健康診断の手引

検査の意味と検査値の読みかた、活用のしかた

甲状腺の検査

はじめに

甲状腺検査の各項目を読む前に、まず次の内容を理解してください。

甲状腺の機能は何か。

甲状腺は、甲状腺ホルモン(遊離サイロキシン:FT4)を分泌する内分泌器官です。体の各組織における甲状腺ホルモンの活動量の増加または減少を脳が感知し、脳下垂体から甲状腺刺激ホルモン(TSH)の分泌を減少または増加させてホルモンの分泌量を調節しています。甲状腺ホルモンは、全ての細胞のエネルギー代謝を増加させる働きがあります。

通常は、TSHとFT4を測定します。この2つの検査でおおよその検討がつきます。

主な病気とホルモンの関係は、甲状腺がはれる病気を甲状腺腫とよんでいます。その病気には

①単純性甲状腺腫:甲状腺機能は正常で、若い人に多い。とくに問題ないもの。

②甲状腺機能亢進症、バセドウ病:甲状腺ホルモンの分泌過剰により、体重減少、発汗、動悸、眼球突出がみられます。

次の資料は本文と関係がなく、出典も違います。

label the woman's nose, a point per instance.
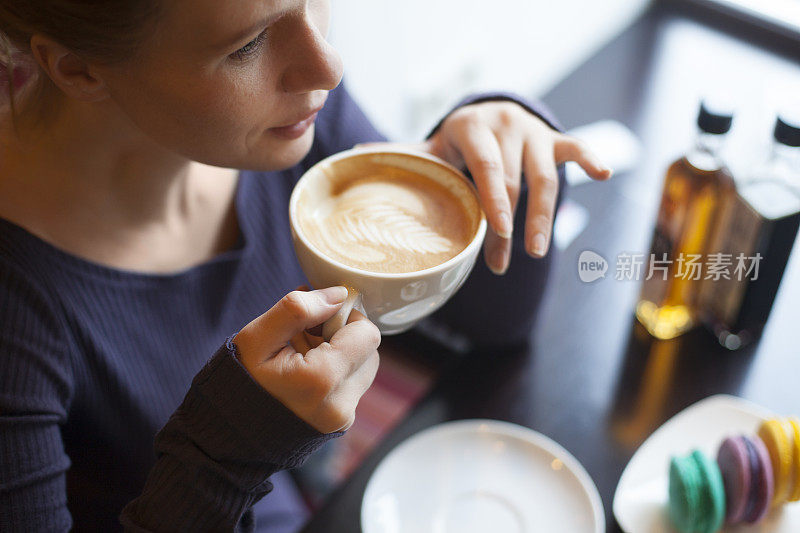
(311, 63)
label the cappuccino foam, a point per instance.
(389, 220)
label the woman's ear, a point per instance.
(74, 76)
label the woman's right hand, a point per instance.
(321, 382)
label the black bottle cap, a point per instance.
(717, 122)
(786, 133)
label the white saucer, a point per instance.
(640, 501)
(480, 476)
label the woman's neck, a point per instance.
(91, 183)
(89, 159)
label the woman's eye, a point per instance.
(250, 48)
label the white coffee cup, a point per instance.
(393, 301)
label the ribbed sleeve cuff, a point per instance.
(254, 420)
(217, 451)
(536, 108)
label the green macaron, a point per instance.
(696, 494)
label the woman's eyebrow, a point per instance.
(250, 31)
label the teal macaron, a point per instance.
(696, 494)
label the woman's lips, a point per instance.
(293, 131)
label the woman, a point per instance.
(131, 251)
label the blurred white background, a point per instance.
(407, 62)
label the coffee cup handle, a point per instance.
(333, 324)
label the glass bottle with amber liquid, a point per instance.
(697, 188)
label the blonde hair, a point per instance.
(106, 31)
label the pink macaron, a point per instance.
(734, 464)
(763, 484)
(747, 476)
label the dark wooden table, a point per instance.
(591, 379)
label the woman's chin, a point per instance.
(280, 154)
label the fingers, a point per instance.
(295, 312)
(352, 343)
(484, 159)
(496, 249)
(571, 149)
(540, 171)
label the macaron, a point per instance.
(775, 432)
(696, 494)
(762, 484)
(734, 464)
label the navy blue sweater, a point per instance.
(120, 389)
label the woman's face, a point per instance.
(216, 79)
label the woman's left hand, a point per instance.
(496, 141)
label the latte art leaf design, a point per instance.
(384, 224)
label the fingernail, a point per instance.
(334, 295)
(499, 261)
(504, 225)
(538, 244)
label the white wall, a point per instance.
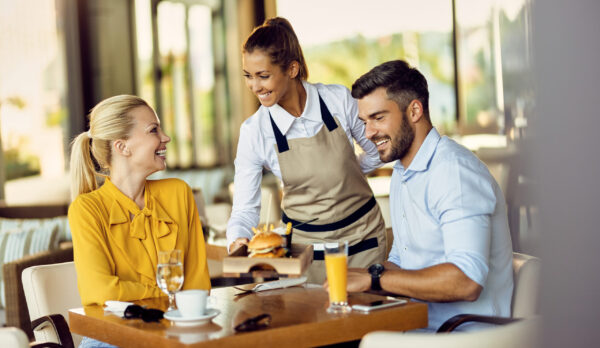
(567, 159)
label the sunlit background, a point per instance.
(189, 77)
(58, 58)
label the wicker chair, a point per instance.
(17, 314)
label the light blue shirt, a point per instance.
(446, 207)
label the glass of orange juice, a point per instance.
(336, 264)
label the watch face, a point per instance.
(376, 269)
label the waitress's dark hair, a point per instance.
(277, 38)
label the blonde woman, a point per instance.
(119, 227)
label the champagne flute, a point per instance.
(169, 274)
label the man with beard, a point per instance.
(452, 245)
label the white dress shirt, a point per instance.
(256, 147)
(446, 207)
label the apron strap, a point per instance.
(360, 212)
(326, 115)
(282, 145)
(363, 245)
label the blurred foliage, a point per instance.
(56, 117)
(344, 61)
(18, 163)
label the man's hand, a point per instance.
(237, 243)
(359, 280)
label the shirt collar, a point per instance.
(423, 156)
(312, 110)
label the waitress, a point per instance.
(304, 134)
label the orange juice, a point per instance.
(337, 277)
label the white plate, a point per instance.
(176, 317)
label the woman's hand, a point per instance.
(237, 243)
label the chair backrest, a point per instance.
(521, 334)
(51, 289)
(13, 337)
(527, 272)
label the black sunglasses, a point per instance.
(255, 323)
(146, 314)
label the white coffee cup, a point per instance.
(191, 303)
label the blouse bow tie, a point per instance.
(140, 224)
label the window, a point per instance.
(342, 40)
(180, 78)
(33, 107)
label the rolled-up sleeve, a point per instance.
(248, 175)
(463, 203)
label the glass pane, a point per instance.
(175, 104)
(203, 81)
(480, 79)
(341, 43)
(143, 29)
(515, 32)
(33, 111)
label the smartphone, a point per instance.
(375, 305)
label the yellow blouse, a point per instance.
(116, 244)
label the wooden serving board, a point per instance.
(239, 264)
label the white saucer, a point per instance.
(176, 317)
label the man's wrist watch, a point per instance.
(376, 270)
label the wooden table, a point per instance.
(299, 318)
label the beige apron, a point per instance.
(323, 179)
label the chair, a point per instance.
(16, 307)
(521, 334)
(17, 314)
(520, 330)
(526, 271)
(13, 337)
(50, 290)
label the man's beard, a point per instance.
(401, 142)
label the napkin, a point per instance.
(278, 284)
(116, 307)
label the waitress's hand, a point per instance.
(237, 243)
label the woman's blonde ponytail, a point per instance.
(110, 120)
(83, 173)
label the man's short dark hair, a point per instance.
(402, 82)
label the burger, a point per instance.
(266, 245)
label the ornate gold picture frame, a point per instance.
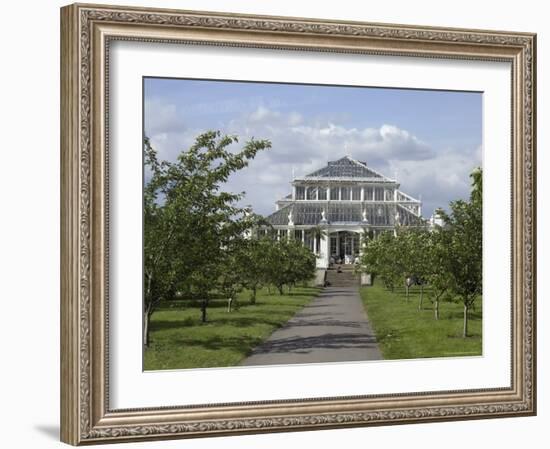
(87, 32)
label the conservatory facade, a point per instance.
(330, 209)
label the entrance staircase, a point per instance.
(345, 278)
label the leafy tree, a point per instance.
(464, 225)
(189, 220)
(288, 262)
(253, 263)
(438, 273)
(381, 257)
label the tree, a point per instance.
(189, 219)
(438, 273)
(381, 257)
(287, 263)
(464, 225)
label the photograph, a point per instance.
(289, 223)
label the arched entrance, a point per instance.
(344, 246)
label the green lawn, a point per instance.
(179, 340)
(404, 332)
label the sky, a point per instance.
(428, 140)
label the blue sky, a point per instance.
(428, 140)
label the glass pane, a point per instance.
(344, 192)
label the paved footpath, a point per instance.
(332, 328)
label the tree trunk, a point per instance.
(465, 328)
(146, 317)
(421, 297)
(204, 304)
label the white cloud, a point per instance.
(301, 146)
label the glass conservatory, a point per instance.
(331, 208)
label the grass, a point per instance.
(404, 332)
(179, 340)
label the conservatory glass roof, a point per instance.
(345, 167)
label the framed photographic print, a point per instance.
(280, 224)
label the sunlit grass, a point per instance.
(404, 332)
(179, 340)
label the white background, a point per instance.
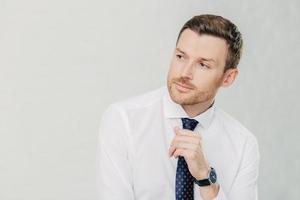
(63, 62)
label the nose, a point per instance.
(188, 70)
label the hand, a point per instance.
(188, 144)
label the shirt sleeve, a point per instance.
(114, 180)
(245, 184)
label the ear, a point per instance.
(229, 77)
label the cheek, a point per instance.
(205, 80)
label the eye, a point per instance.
(203, 65)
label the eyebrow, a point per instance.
(205, 59)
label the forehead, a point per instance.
(202, 46)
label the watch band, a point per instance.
(212, 178)
(203, 182)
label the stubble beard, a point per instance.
(192, 97)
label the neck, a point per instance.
(197, 109)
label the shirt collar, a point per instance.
(174, 110)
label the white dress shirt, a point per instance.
(134, 138)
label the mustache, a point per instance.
(183, 82)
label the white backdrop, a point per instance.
(62, 62)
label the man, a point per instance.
(174, 142)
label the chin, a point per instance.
(188, 98)
(182, 98)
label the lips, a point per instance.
(182, 87)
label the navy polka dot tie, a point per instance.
(184, 179)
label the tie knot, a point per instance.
(188, 123)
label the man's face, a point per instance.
(197, 68)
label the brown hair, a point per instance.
(219, 27)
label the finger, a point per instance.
(186, 132)
(186, 153)
(185, 146)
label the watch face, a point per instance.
(213, 176)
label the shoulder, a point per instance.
(234, 128)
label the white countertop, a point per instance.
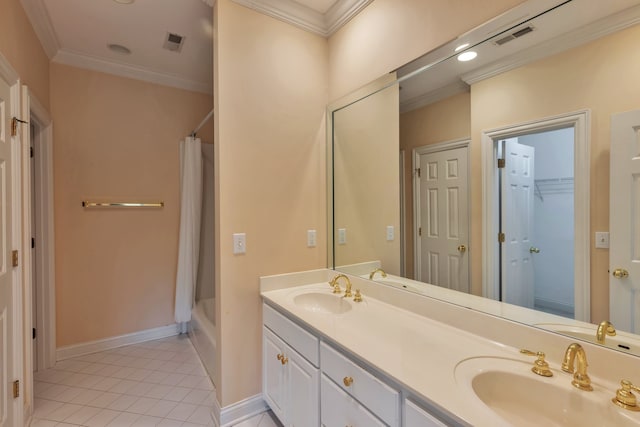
(417, 352)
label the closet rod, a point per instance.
(202, 123)
(88, 204)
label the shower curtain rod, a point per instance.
(202, 123)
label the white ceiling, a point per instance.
(77, 32)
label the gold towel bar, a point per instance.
(87, 204)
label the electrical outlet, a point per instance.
(342, 236)
(311, 238)
(390, 233)
(602, 240)
(239, 243)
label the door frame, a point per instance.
(580, 122)
(416, 153)
(44, 240)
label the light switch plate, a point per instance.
(311, 238)
(602, 239)
(239, 243)
(342, 236)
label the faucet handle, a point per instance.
(540, 366)
(625, 397)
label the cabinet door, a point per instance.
(340, 409)
(273, 373)
(418, 417)
(303, 407)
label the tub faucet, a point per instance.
(377, 270)
(336, 286)
(574, 353)
(605, 328)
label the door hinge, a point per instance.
(14, 125)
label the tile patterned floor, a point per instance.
(156, 383)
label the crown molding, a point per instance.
(306, 18)
(41, 23)
(75, 59)
(433, 96)
(601, 28)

③甲状腺機能低下症、橋本病:甲状腺ホルモンの分泌が低下することにより、無気力、疲れ、寒がり、眠気、記憶力低下、声がかれるなど種々の症状がみられ、他の病気と間違われます。成人女性に多く、5〜10%にみられるといわれます。

④甲状腺腫瘍:良性、悪性の腫瘍です。

各検査結果と病気との関係は、次のようになります。

検査項目病気
TSHFT4
減少増加甲状腺機能亢進症
正常正常正常あるいは単純性甲状腺腫
増加減少甲状腺機能低下症

健診やドックでは、とくに甲状腺機能低下症の発見が重要になります。